Em 18/3, o Estadão publicou a reportagem “Gabinete paralelo de pastores controla agenda e verba do Ministério da Educação”, segundo a qual os pastores Gilmar Santos e Arilton Moura intermediavam ilegalmente o repasse de verbas federais para prefeituras. De acordo com o jornal, Gilmar dos Santos é líder do Ministério Cristo para Todos, um dos ramos da Assembleia de Deus, e presidente da Convenção Nacional de Igrejas e Ministros de Assembleias de Deus no Brasil Cristo para Todos. Arilton Moura, ex-presidente estadual do Podemos no Pará, seria o “braço direito” de Gilmar. Ambos são próximos de Jair Bolsonaro.
Áudio comprometedor e depoimentos de prefeitos agravaram a situação de Ribeiro
No dia 21/3, a Folha publicou a reportagem “Ministro da Educação diz priorizar amigos de pastor a pedido de Bolsonaro; ouça áudio”, que traz gravação na qual o então ministro Ribeiro declara que sua “prioridade é atender a todos que são amigos do pastor Gilmar” e que tal conduta decorre de “um pedido especial que o presidente da República fez p’ra mim sobre a questão do Gilmar […] é apoio sobre construção das igrejas”.
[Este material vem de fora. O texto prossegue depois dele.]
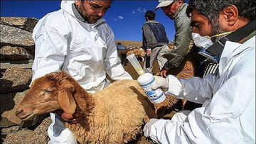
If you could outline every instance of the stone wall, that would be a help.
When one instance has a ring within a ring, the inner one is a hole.
[[[33,18],[1,18],[1,143],[47,143],[48,140],[46,129],[50,119],[45,119],[48,114],[24,122],[14,113],[31,82],[35,52],[32,31],[38,21]]]

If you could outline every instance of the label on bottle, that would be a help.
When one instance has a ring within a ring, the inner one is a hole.
[[[153,104],[162,102],[166,96],[161,89],[151,90],[146,92],[149,101]]]

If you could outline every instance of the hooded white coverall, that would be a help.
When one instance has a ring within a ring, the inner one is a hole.
[[[174,121],[153,119],[144,131],[150,129],[154,142],[255,143],[255,36],[243,44],[226,43],[216,76],[168,79],[166,94],[203,106],[179,121],[176,115]]]
[[[61,9],[50,13],[36,26],[33,80],[46,74],[65,71],[87,92],[107,87],[106,73],[114,80],[132,79],[117,56],[114,33],[102,18],[86,23],[73,1],[63,1]],[[49,143],[75,143],[72,133],[50,113]]]

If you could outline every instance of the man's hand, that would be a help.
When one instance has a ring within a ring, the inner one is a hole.
[[[159,76],[154,76],[154,77],[156,79],[156,83],[152,85],[151,89],[156,89],[161,88],[163,92],[167,92],[169,85],[169,80]]]
[[[146,56],[150,57],[151,55],[151,49],[146,49]]]
[[[65,113],[63,110],[57,110],[56,113],[63,121],[70,124],[78,123],[84,118],[83,113],[80,110],[76,110],[73,114]]]
[[[166,78],[167,77],[166,73],[167,73],[168,70],[169,70],[163,67],[162,70],[159,72],[159,75],[162,77]]]
[[[145,137],[149,137],[150,133],[150,129],[151,126],[156,123],[158,121],[158,119],[156,118],[151,118],[149,122],[147,122],[145,125],[145,126],[143,128],[143,131],[144,133]]]

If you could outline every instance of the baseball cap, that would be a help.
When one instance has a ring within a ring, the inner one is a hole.
[[[170,0],[159,0],[159,5],[157,5],[157,6],[156,7],[156,9],[154,9],[155,11],[156,11],[159,8],[161,8],[161,7],[165,7],[166,6],[170,5],[172,2],[174,2],[174,1],[170,1]]]

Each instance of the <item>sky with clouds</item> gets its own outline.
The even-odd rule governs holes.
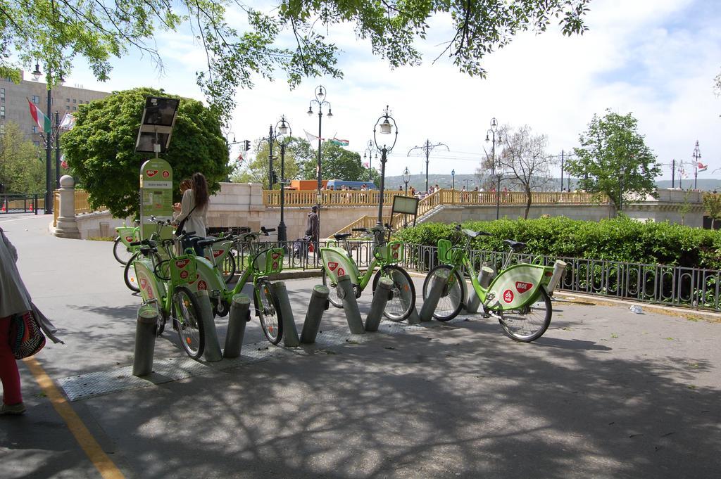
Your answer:
[[[234,12],[230,21],[243,19]],[[333,112],[323,118],[322,136],[348,139],[348,148],[361,156],[389,105],[399,129],[386,165],[389,175],[406,166],[413,174],[425,172],[425,154],[408,153],[426,140],[450,150],[432,152],[431,174],[473,173],[484,148],[490,151],[484,140],[492,117],[546,135],[549,154],[567,153],[578,145],[579,133],[593,115],[610,109],[633,113],[660,163],[690,162],[698,140],[702,162],[709,165],[699,177],[721,177],[721,98],[713,90],[721,71],[721,2],[593,0],[585,22],[590,30],[583,35],[564,37],[553,25],[541,35],[518,35],[484,59],[486,79],[460,73],[445,59],[433,63],[442,42],[452,37],[447,18],[434,19],[428,40],[419,45],[423,65],[396,70],[374,57],[370,43],[357,40],[352,29],[340,27],[329,37],[343,50],[339,66],[344,78],[308,79],[293,91],[284,77],[273,82],[257,79],[252,90],[236,94],[229,137],[267,135],[281,115],[295,135],[304,130],[317,135],[317,115],[306,112],[315,87],[322,84]],[[202,99],[195,71],[203,68],[205,54],[192,36],[162,34],[158,48],[162,75],[147,58],[131,53],[114,62],[109,81],[96,81],[78,61],[66,84],[102,91],[148,86]],[[663,166],[661,179],[671,179],[670,166]]]

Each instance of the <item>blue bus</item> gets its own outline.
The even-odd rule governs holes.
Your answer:
[[[348,189],[360,189],[363,185],[366,185],[366,189],[378,189],[378,187],[372,182],[344,182],[342,179],[329,179],[325,185],[326,189],[339,190],[343,187],[348,187]]]

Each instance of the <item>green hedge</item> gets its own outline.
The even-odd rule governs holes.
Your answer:
[[[469,221],[463,227],[492,235],[473,240],[474,249],[505,251],[503,240],[510,238],[528,243],[524,252],[532,254],[721,269],[721,233],[668,223],[626,216],[599,222],[555,217]],[[462,235],[455,225],[423,223],[397,236],[409,243],[435,246],[439,238],[455,243]]]

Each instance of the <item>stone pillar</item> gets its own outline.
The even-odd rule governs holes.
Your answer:
[[[75,180],[68,175],[63,175],[60,179],[59,209],[55,236],[79,239],[80,231],[75,223]]]

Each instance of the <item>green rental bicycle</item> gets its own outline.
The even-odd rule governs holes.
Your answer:
[[[423,282],[423,298],[428,297],[428,290],[434,277],[441,272],[448,272],[447,284],[443,288],[433,317],[441,321],[455,318],[466,300],[466,282],[462,268],[471,278],[472,294],[477,295],[483,306],[486,317],[497,318],[508,337],[516,341],[531,342],[538,339],[551,323],[553,314],[549,291],[553,291],[562,274],[565,263],[556,261],[554,266],[542,266],[528,263],[510,264],[511,259],[526,247],[525,243],[503,240],[510,253],[497,272],[485,268],[480,279],[469,258],[471,240],[480,236],[491,236],[485,231],[461,230],[467,241],[464,247],[454,246],[447,239],[438,242],[438,261]]]
[[[182,241],[182,238],[133,242],[131,244],[138,246],[143,254],[142,257],[136,256],[133,267],[140,285],[143,305],[150,305],[158,312],[156,333],[162,334],[167,320],[172,320],[185,352],[198,359],[203,355],[205,331],[200,305],[188,287],[190,281],[197,275],[195,256],[183,254],[156,262],[159,258],[159,243],[171,251],[174,241]]]
[[[126,226],[123,223],[123,226],[115,228],[118,238],[113,242],[112,256],[120,264],[127,264],[131,257],[138,252],[138,246],[131,246],[131,243],[140,241],[139,223],[136,221],[135,226]]]
[[[345,249],[338,246],[327,246],[320,249],[323,259],[323,285],[329,287],[328,300],[336,308],[342,308],[343,302],[338,296],[336,287],[338,277],[344,274],[350,277],[350,282],[360,297],[363,290],[371,281],[376,267],[379,269],[373,279],[373,291],[381,277],[389,278],[393,282],[392,297],[386,303],[383,315],[392,321],[402,321],[410,315],[415,306],[415,287],[405,269],[396,264],[403,258],[403,243],[390,241],[391,227],[374,226],[371,228],[354,228],[353,231],[361,231],[373,235],[373,260],[364,274],[360,274],[355,261],[350,256],[348,238],[350,233],[334,235],[337,242],[342,241]],[[388,233],[388,240],[385,238]],[[337,244],[337,243],[336,243]]]
[[[268,276],[283,271],[284,252],[282,248],[265,248],[259,239],[267,236],[275,228],[261,228],[260,231],[247,231],[237,236],[211,238],[198,241],[198,246],[206,253],[206,257],[196,257],[198,279],[191,281],[189,287],[194,290],[207,290],[213,304],[214,315],[224,316],[230,310],[233,296],[243,290],[249,281],[253,285],[253,301],[255,314],[260,321],[263,333],[273,344],[278,344],[283,339],[283,317],[279,301],[271,287]],[[235,287],[229,288],[224,280],[222,263],[207,259],[208,251],[216,243],[232,242],[241,246],[242,266],[244,270]]]

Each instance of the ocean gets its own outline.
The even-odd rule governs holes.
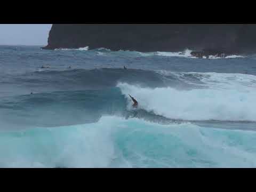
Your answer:
[[[255,167],[256,55],[191,51],[0,46],[0,167]]]

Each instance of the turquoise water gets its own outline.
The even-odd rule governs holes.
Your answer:
[[[0,167],[255,167],[255,57],[189,51],[1,46]]]

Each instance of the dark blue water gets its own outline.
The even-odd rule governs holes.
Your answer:
[[[256,56],[190,52],[0,46],[0,167],[255,167]]]

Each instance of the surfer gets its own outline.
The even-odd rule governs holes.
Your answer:
[[[50,66],[42,66],[41,67],[41,69],[45,69],[45,68],[50,68]]]
[[[138,107],[138,101],[136,101],[136,100],[133,98],[132,96],[131,96],[129,94],[130,97],[132,99],[132,101],[133,101],[133,105],[132,105],[132,107],[134,108],[137,108]]]

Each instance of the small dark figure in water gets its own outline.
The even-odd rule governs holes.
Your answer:
[[[42,66],[41,67],[41,69],[45,69],[45,68],[49,68],[50,67],[49,66]]]
[[[132,105],[132,107],[133,107],[134,108],[137,108],[138,107],[138,101],[136,101],[136,100],[134,98],[133,98],[132,96],[131,96],[130,94],[129,94],[129,96],[132,99],[132,101],[133,101],[133,105]]]

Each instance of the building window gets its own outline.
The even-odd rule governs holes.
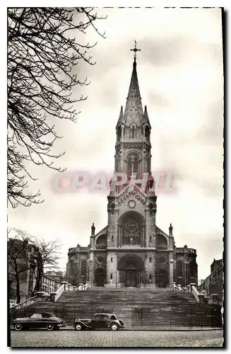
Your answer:
[[[189,274],[191,278],[194,278],[195,276],[195,266],[194,262],[189,262]]]
[[[183,261],[177,261],[177,277],[182,277],[183,275]]]
[[[87,273],[87,261],[84,259],[81,261],[81,275],[86,276]]]

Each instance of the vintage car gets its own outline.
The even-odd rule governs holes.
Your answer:
[[[113,314],[95,314],[91,319],[75,320],[73,326],[76,331],[84,329],[111,329],[118,331],[124,329],[125,324],[121,319],[117,319]]]
[[[53,329],[57,330],[65,326],[66,323],[63,319],[49,312],[36,313],[30,317],[16,319],[13,321],[13,326],[16,331],[41,328],[45,328],[47,331],[53,331]]]

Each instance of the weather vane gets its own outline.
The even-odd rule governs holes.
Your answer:
[[[141,50],[140,49],[137,49],[136,48],[136,40],[134,41],[135,42],[135,47],[134,49],[130,49],[131,51],[132,52],[134,52],[134,59],[136,61],[136,52],[140,52]]]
A ministra Carmen Lúcia, do Supremo Tribunal Federal (STF), autorizou a Polícia Federal a avançar nas investigações do caso. “Pelo menos dez prefeitos atestam que pastores atuaram na intermediação de recursos ou no acesso direto ao ministro da Educação, Milton Ribeiro. Desse grupo, três já admitiram que ouviram pedido de propina em troca da liberação de verbas federais para escolas. Eles serão intimados a prestar depoimento à Polícia Federal”, noticiou o Estadão em 25/3.
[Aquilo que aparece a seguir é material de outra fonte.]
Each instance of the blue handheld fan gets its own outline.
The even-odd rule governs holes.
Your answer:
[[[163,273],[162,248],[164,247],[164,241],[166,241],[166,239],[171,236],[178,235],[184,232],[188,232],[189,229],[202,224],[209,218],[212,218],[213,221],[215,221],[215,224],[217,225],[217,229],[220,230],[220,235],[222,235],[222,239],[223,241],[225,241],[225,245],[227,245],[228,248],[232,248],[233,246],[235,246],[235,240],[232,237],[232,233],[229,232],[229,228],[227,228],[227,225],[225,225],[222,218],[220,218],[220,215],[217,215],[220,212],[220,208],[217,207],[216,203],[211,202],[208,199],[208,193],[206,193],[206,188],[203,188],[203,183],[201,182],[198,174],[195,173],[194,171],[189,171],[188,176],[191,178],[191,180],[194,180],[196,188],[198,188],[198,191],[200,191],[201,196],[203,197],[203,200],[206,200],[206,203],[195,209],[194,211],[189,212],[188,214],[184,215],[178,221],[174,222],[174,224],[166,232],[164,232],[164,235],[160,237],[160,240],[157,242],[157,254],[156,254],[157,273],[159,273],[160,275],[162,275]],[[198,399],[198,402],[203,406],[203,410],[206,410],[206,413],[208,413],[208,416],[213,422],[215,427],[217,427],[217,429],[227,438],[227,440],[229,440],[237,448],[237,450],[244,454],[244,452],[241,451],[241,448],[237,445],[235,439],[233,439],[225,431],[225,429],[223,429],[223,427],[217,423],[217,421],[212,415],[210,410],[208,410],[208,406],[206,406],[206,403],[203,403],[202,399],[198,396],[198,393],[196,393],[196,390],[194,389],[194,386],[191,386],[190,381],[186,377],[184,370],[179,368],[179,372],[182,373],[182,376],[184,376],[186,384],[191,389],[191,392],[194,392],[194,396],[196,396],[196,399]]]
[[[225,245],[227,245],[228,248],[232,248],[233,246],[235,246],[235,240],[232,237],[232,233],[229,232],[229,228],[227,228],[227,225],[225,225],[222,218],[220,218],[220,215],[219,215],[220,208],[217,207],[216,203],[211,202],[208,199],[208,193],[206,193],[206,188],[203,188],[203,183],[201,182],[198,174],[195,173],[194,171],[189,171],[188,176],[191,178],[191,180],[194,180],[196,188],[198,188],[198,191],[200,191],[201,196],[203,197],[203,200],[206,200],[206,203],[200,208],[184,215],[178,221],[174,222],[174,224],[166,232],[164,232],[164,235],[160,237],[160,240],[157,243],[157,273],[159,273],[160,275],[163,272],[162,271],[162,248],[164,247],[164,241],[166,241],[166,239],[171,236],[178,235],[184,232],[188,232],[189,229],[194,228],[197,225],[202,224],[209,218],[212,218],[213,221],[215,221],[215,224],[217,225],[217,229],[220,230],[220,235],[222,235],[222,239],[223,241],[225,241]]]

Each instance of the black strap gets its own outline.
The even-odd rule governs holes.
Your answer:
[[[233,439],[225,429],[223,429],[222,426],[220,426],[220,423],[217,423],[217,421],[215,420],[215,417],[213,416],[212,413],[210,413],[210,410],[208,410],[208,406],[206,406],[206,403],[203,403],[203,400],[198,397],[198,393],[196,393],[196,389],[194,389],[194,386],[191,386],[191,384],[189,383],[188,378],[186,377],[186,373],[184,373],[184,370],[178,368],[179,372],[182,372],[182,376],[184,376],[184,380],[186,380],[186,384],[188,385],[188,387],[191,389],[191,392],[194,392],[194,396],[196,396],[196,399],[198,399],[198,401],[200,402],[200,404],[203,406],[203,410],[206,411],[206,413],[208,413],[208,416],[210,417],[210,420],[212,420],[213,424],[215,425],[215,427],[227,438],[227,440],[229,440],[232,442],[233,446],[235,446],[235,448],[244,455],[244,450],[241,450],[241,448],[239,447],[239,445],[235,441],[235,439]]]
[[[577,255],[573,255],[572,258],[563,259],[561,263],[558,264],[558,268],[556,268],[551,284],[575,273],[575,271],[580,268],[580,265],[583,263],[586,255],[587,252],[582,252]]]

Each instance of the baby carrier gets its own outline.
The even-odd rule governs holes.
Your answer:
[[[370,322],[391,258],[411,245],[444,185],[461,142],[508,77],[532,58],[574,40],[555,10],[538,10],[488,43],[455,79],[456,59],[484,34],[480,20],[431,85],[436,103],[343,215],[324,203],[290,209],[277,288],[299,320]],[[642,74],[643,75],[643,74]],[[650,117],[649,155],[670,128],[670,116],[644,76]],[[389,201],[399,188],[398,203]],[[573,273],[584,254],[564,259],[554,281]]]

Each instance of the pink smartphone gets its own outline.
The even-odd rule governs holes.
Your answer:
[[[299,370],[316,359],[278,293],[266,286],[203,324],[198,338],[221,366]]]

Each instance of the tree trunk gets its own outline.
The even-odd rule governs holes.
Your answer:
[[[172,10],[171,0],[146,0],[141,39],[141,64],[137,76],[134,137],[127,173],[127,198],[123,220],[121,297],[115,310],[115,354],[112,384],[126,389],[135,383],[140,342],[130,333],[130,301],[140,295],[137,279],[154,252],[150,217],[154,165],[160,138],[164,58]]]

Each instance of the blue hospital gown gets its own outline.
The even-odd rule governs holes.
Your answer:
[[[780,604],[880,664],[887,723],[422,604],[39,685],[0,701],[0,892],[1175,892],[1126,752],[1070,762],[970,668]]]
No dia 23/3, o Andes-Sindicato Nacional, a Fasubra e o Sinasefe divulgaram uma nota conjunta intitulada “O Bolsolão do MEC é criminoso! Exigimos demissão imediata do ministro da Educação, Milton Ribeiro!”. No entender das entidades, o esquema exposto pelos jornais é inadmissível e deve ser investigado imediatamente e com rigor. “Os recursos do fundo devem ser destinados para ações de reestruturação e modernização das instituições de ensino, para garantir assistência estudantil a estudantes de baixa renda, ampliar o número de escolas, investir em pesquisa e contratar professores, e não para beneficiar a construção das igrejas”, diz a nota.
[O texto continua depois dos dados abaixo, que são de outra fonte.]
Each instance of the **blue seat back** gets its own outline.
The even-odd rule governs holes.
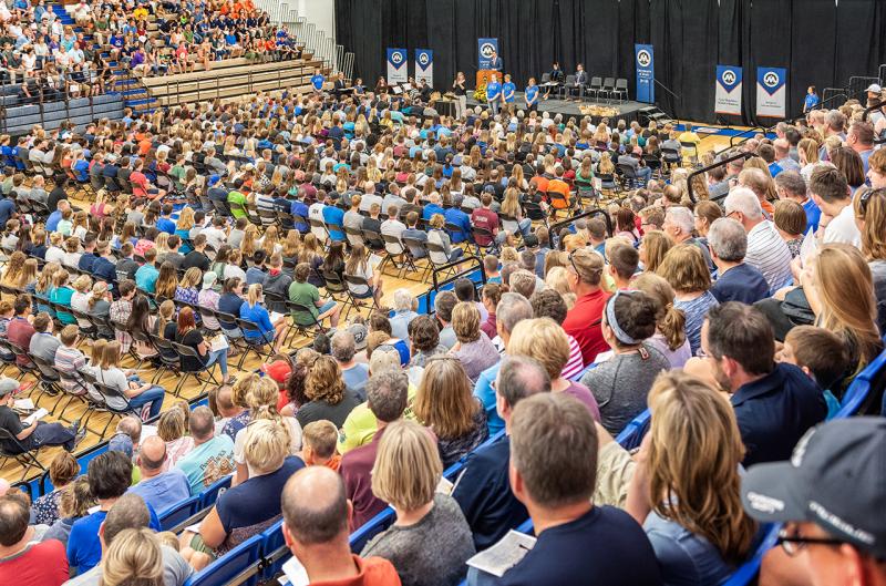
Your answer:
[[[862,405],[870,394],[876,381],[882,377],[886,368],[886,350],[879,353],[865,369],[852,381],[843,400],[839,402],[839,411],[834,415],[837,418],[848,418],[862,409]]]
[[[349,539],[351,544],[351,552],[356,554],[362,552],[367,543],[369,543],[372,537],[393,525],[395,518],[396,515],[394,514],[394,510],[389,506],[374,517],[367,521],[362,527],[351,533],[351,537]]]
[[[169,531],[183,521],[186,521],[197,511],[200,511],[200,508],[197,506],[199,501],[199,496],[192,496],[190,498],[181,501],[178,504],[175,504],[169,508],[158,513],[157,516],[159,517],[161,528],[163,531]]]
[[[621,430],[621,433],[619,433],[616,438],[618,444],[625,450],[633,450],[635,448],[639,448],[640,442],[643,441],[643,435],[646,435],[646,432],[649,431],[649,420],[651,414],[652,413],[647,409],[633,418],[630,423],[625,425],[625,429]]]
[[[253,535],[240,545],[223,555],[202,570],[192,574],[184,586],[227,586],[230,583],[251,586],[258,583],[257,575],[235,579],[246,572],[259,569],[261,559],[261,535]]]
[[[230,479],[231,476],[225,476],[224,479],[219,479],[210,484],[205,491],[199,494],[200,504],[197,511],[203,511],[209,506],[213,506],[215,502],[218,500],[218,496],[230,489]]]
[[[771,525],[770,528],[766,530],[765,537],[763,537],[763,541],[756,546],[750,559],[739,566],[723,586],[748,586],[752,584],[756,578],[758,572],[760,572],[760,563],[763,561],[763,555],[775,545],[781,528],[782,526],[780,524]]]

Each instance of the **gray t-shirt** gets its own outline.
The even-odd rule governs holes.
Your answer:
[[[169,546],[161,545],[163,555],[163,584],[165,586],[182,586],[194,569],[185,562],[182,555]],[[101,564],[64,583],[64,586],[99,586],[102,582]]]
[[[390,561],[403,586],[459,584],[474,555],[471,528],[452,496],[434,495],[434,506],[421,521],[409,526],[392,525],[373,537],[360,554]]]
[[[615,354],[581,377],[600,408],[600,423],[612,435],[646,409],[646,395],[659,372],[670,370],[668,359],[643,343],[639,352]]]

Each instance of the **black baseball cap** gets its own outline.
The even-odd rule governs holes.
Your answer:
[[[741,497],[756,521],[815,523],[886,559],[886,419],[837,419],[811,429],[790,461],[748,470]]]

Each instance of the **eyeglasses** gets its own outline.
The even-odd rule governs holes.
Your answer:
[[[784,528],[779,533],[779,541],[775,542],[782,546],[784,553],[791,557],[797,555],[807,545],[843,545],[845,542],[827,537],[804,537],[800,534],[800,530],[794,528],[793,532]]]

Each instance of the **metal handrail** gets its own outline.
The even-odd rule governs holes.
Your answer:
[[[702,167],[702,168],[700,168],[700,169],[698,169],[698,171],[693,171],[692,173],[690,173],[690,174],[689,174],[689,177],[687,177],[687,179],[686,179],[686,183],[687,183],[687,188],[689,189],[689,199],[690,199],[690,201],[691,201],[693,204],[698,202],[698,199],[696,199],[696,193],[694,193],[694,189],[692,188],[692,179],[693,179],[693,178],[694,178],[697,175],[701,175],[701,174],[703,174],[703,173],[708,173],[708,172],[709,172],[709,171],[711,171],[712,168],[717,168],[717,167],[720,167],[720,166],[723,166],[723,165],[728,165],[729,163],[732,163],[733,161],[738,161],[738,160],[740,160],[740,158],[751,158],[752,156],[756,156],[756,155],[754,155],[753,153],[739,153],[738,155],[732,155],[732,156],[730,156],[730,157],[728,157],[728,158],[724,158],[724,160],[722,160],[722,161],[719,161],[719,162],[717,162],[717,163],[713,163],[713,164],[711,164],[711,165],[708,165],[707,167]],[[718,201],[718,199],[722,199],[723,197],[725,197],[725,195],[720,195],[720,196],[717,196],[717,197],[711,197],[711,201],[712,201],[712,202],[715,202],[715,201]]]

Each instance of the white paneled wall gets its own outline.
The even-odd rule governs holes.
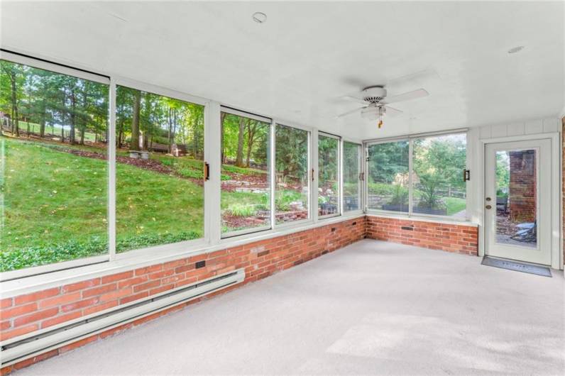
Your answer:
[[[523,121],[514,121],[503,124],[494,124],[479,128],[469,129],[467,148],[467,165],[471,170],[471,179],[469,182],[468,193],[469,199],[468,202],[468,219],[480,225],[480,232],[483,230],[483,192],[484,189],[483,179],[483,158],[484,143],[483,141],[504,142],[505,140],[516,140],[517,139],[527,139],[529,135],[547,134],[554,136],[561,131],[561,121],[558,117],[548,117],[538,119],[525,120]],[[538,137],[539,138],[539,137]],[[554,143],[555,140],[553,138]],[[560,149],[559,145],[554,145],[552,148]],[[559,165],[561,161],[559,153],[552,153],[552,164]],[[547,161],[549,162],[549,161]],[[552,204],[552,206],[560,206],[559,204]],[[482,238],[482,234],[480,234]],[[484,250],[482,239],[479,240],[479,254],[482,255]],[[555,266],[554,266],[555,267]]]
[[[561,121],[559,118],[546,118],[508,124],[486,126],[479,128],[479,139],[498,138],[513,136],[534,135],[559,132]]]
Antes da nomeação de Veiga, circulava na mídia a informação de que o nome mais provável para assumir o MEC seria o de Anderson Ribeiro Correia, reitor do Instituto Tecnológico da Aeronáutica (ITA), que já havia sido cogitado para substituir Weintraub e, posteriormente, o “quase ministro” Decotelli. Correia é próximo dos militares e do atual governo federal e já presidiu a Coordenação de Aperfeiçoamento do Pessoal de Nível Superior (Capes), em 2019.
O novo ministro teria sido nomeado em caráter interino, mas o noticiário da mídia é contraditório a respeito. De qualquer modo, não há dúvidas quanto ao seu perfil: Veiga é estranho à área da educação e politicamente alinhado ao bolsonarismo.